Okay, so yesterday started off as well as can be expected when it starts with an alarm clock (a thing unequaled in its insidiousness), and I managed to scratch out a post and get myself cleaned, fed and partially clothed when I walked into the bedroom and caught the wooden corner of the bed with my foot. Now, in my defense, it's dark in the morning, and I try to be quiet while spouse is still sleeping. But no, shooting terrible pain as I hopped up and down on one foot exclaiming "Shit" repetetively and loudly. This was enough to rouse spouse to see what all the hubbub was about. Finally I calmed down enough for us to inspect the damage. (I'm thinking it's nothing, stubbed toes always hurt like shit) and then we saw that my middle toe was all crossed over the 4th and pinky toe, roughly 90 degrees from its normal position. It looked either broken, or like a toe had been removed from its socket. Spouse immediately cried "Ew, gross" while laughing. This is precisely the response I would have had if the tables were turned so I laughed too, albeit a bit hysterically. Then he said, "Hey let me pull on it, maybe it'll go back!" I, clearly in a state of shock, agreed to LET HIM. So he gave a couple of yanks and there were some popping noises but it still bent over to the right. Oddly not much pain. The area seemed numb and like my foot was no longer a part of my body. Probably a bad sign but no time for that. Now, I was getting behind, I had to go teach a class, and the bus doesn't wait. So, I threw on my shoes and socks and hobbled to class and taught the lesson.
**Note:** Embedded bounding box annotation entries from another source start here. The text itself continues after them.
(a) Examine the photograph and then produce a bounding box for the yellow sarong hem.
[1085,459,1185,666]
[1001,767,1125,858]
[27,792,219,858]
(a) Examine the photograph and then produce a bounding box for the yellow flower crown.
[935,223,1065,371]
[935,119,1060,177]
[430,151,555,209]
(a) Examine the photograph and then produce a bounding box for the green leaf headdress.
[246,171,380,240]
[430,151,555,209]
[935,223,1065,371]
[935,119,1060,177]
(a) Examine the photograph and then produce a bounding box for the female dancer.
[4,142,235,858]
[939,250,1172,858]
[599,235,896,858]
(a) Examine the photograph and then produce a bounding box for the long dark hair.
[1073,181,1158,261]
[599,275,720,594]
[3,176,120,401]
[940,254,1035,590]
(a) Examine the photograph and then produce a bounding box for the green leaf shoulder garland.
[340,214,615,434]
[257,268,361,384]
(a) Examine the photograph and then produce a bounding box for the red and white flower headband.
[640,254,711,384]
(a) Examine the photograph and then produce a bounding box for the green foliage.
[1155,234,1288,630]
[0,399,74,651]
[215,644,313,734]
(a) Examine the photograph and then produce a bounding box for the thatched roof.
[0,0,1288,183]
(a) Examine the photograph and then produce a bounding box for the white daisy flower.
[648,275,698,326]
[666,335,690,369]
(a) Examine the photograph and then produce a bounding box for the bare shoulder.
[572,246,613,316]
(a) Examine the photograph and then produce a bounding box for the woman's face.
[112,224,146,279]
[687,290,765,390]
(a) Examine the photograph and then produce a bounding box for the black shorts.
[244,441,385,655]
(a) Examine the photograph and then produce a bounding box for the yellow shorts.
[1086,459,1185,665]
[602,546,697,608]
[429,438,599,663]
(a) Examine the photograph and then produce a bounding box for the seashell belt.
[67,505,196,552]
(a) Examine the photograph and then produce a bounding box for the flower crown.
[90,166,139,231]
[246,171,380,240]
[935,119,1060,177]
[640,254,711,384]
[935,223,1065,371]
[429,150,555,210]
When I came out, I decided to have another look especially since a low throbbing pain developed during class. And I thought maybe magically, from being inside the shoes or something, that the toe would be back in its place. So I took off my shoe, and then my sock, and there was the toe, all bluish and swollen along with a good portion of my foot. It still pointed sideways. I had to do something so I put on my wincing face in anticipation and attempted to put the toe back in its socket. I pushed and nudged, grimaced and whimpered, and after several squishy sounds and crackling noises it seemed to find its place (kind of like putting a stick shift in gear), it went back - sort of . The magnitude of the pain during the squishing and crackling brought a quick rush of tears to my eyes, and now I can't even be sure if it's in its right place, still looks a tad crooked to me, but that could be the swelling. I hear there's not much one can do in this situation except let things take their course.
This is my old nemesis, the newborn gazelle syndrome at work again; gangly and uncoordinated at times, I fall going up the stairs, and break my foot walking into my own bedroom. You just know I'm gonna be that guy who accidentally gets hit by a bus.